L’assenza di energia elettrica paralizza ogni aspetto della vita quotidiana, rendendo impossibile anche la più elementare delle attività: illuminare una stanza, cucinare un pasto, mantenere in funzione i pochi ospedali ancora operativi.
La popolazione, composta da oltre un milione di persone nella sola città di Gaza, si è riversata nei pochi rifugi disponibili, in condizioni igienico-sanitarie precarie e spesso insostenibili.
Il patriarcato latino di Gerusalemme, guidato dal cardinale Pierbattista Pizzaballa, è al fronte per fornire assistenza umanitaria, ma le risorse sono limitate e le sfide enormi.

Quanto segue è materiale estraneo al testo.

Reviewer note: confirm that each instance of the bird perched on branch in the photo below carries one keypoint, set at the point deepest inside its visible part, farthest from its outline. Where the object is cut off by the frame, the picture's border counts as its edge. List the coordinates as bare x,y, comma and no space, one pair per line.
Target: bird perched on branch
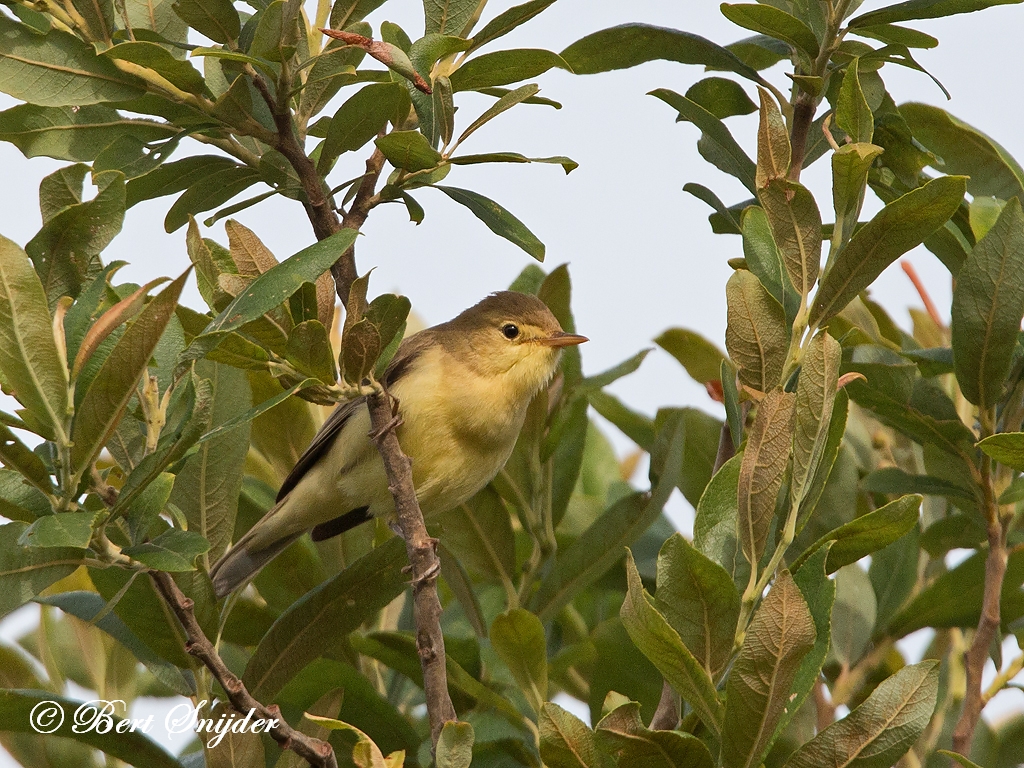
464,387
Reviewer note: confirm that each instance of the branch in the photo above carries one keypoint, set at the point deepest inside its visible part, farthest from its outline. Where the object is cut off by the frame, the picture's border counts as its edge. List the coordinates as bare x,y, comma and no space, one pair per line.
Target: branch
988,624
423,561
344,268
383,413
317,204
316,753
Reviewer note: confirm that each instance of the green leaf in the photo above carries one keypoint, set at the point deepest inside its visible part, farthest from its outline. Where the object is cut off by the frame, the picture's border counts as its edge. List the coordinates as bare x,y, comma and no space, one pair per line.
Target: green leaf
662,644
443,109
774,153
895,480
65,249
30,361
815,398
853,116
762,471
632,44
57,70
988,305
173,550
717,145
321,619
504,23
504,103
851,164
1007,449
757,335
209,506
567,164
958,758
517,637
565,740
888,33
179,74
499,220
216,19
716,527
915,407
76,133
479,531
796,226
174,177
273,287
114,385
954,598
636,426
448,16
819,594
866,534
698,600
25,571
765,261
880,731
902,224
701,359
601,544
358,120
758,689
721,96
774,23
409,151
924,9
503,68
967,151
16,456
17,708
88,605
211,190
347,12
455,747
622,732
61,529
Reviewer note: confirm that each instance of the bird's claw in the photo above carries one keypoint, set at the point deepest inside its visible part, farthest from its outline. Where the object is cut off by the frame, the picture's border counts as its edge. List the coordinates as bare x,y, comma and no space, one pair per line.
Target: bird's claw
393,423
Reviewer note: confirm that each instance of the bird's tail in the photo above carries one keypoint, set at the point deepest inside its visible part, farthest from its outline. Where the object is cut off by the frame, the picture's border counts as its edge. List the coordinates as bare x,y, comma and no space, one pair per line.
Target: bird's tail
265,541
245,559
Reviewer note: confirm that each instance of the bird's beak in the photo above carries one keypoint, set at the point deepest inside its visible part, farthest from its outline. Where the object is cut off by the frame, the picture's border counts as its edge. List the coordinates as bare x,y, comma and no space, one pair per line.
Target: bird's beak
562,339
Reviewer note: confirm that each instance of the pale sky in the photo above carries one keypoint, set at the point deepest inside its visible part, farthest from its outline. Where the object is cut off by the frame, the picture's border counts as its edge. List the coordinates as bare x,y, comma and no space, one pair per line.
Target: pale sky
642,255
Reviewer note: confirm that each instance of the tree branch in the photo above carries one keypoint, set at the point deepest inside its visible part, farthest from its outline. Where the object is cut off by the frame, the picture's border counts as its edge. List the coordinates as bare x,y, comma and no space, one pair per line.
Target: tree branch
423,561
316,753
988,625
383,413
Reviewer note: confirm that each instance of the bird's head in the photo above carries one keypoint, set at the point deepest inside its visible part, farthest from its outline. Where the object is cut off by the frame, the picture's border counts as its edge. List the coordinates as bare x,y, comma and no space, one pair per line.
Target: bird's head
513,336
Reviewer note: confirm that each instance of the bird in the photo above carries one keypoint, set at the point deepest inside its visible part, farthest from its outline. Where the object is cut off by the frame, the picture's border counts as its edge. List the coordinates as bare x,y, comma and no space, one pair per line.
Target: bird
463,387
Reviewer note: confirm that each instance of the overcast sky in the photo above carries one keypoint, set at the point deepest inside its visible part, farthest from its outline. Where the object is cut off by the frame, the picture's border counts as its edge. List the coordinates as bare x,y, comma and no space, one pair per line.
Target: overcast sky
642,255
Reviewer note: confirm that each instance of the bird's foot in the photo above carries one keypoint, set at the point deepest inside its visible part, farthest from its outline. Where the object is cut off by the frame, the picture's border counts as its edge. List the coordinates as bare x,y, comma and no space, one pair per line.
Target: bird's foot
393,423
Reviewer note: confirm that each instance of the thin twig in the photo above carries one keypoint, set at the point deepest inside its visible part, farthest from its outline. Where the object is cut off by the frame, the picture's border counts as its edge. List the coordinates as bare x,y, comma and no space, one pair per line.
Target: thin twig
988,623
425,566
313,751
383,413
668,713
344,268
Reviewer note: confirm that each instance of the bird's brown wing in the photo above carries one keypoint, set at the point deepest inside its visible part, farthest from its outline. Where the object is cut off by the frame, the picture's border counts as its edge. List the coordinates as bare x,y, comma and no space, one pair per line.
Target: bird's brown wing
399,366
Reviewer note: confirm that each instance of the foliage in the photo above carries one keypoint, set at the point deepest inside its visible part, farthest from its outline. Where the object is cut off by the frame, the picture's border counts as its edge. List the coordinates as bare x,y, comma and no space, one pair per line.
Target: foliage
152,435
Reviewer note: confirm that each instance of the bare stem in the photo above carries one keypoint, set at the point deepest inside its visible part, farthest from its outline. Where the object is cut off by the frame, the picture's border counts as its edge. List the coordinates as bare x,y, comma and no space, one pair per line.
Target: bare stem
383,410
311,750
423,561
988,624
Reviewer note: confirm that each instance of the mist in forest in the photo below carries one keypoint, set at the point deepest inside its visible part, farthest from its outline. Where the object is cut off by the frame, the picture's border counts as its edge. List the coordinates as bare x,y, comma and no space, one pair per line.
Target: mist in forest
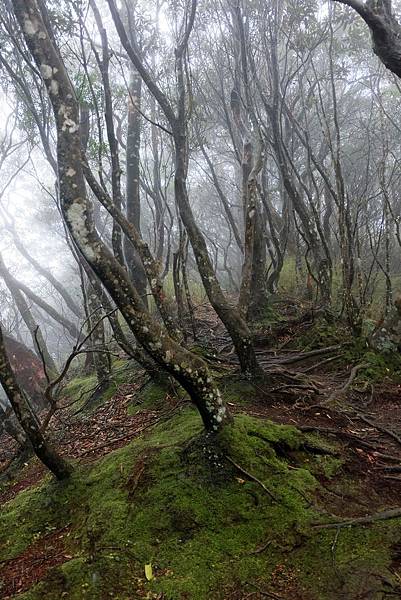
195,195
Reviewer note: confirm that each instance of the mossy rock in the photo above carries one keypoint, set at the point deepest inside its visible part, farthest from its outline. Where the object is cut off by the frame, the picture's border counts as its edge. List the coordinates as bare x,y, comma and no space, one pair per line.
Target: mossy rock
207,527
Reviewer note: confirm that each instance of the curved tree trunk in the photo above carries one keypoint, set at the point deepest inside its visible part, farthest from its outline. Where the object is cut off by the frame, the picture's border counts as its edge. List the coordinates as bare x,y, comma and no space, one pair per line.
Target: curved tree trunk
57,465
188,369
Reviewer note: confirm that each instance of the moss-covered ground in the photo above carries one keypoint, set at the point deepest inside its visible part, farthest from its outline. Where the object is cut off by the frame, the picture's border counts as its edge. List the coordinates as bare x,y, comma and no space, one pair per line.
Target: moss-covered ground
208,526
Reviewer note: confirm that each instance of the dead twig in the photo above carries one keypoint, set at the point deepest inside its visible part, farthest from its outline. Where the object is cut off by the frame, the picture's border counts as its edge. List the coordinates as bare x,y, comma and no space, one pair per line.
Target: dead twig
252,477
337,393
393,513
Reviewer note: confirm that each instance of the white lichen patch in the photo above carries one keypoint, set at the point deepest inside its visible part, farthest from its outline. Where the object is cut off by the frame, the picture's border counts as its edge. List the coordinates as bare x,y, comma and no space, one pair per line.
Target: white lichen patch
76,215
46,71
53,88
30,26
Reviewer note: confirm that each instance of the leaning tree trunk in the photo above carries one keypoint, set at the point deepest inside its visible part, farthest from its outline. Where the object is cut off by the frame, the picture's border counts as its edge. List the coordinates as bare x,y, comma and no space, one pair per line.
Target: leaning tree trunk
188,369
133,198
233,321
49,457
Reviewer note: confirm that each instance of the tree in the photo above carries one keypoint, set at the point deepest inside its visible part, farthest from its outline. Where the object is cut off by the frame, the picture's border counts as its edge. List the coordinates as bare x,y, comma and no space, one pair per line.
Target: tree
188,369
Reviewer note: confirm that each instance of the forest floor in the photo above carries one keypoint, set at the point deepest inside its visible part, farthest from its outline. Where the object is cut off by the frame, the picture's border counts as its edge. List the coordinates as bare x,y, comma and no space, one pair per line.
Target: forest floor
280,523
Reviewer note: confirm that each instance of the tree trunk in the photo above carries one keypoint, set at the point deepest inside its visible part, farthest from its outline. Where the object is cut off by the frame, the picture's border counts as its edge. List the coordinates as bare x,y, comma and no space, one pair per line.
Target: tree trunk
49,457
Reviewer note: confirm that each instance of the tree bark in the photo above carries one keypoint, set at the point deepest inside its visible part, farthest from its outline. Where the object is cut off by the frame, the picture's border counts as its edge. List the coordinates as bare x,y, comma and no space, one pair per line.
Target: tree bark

La ricostruzione, non solo di edifici ma di vite e speranze, appare un miraggio lontano.
Le temperature estreme, con picchi di 50 gradi, aggravano ulteriormente la sofferenza, rendendo la vita quasi insopportabile per chi vive sotto tende o in case parzialmente distrutte, destinate ad essere ulteriormente demolite in vista di un piano di trasferimento forzato della popolazione.
La comunità cristiana locale, pur in condizioni di estrema vulnerabilità, si impegna a fornire supporto ai più fragili: ammalati, anziani, bambini e disabili, categorie particolarmente esposte alla sofferenza e alla morte.
La preghiera, in questo contesto di disperazione, rappresenta un’ancora di speranza, un appello al divino affinché conceda il dono della pace e ispiri coloro che si adoperano per alleviare il dolore e costruire un futuro di dignità e serenità per la popolazione di Gaza.
La richiesta è unanime: cessi ogni violenza, affloi la morsa della guerra e si apra una via per un dialogo costruttivo che possa garantire un futuro di pace e prosperità per tutti.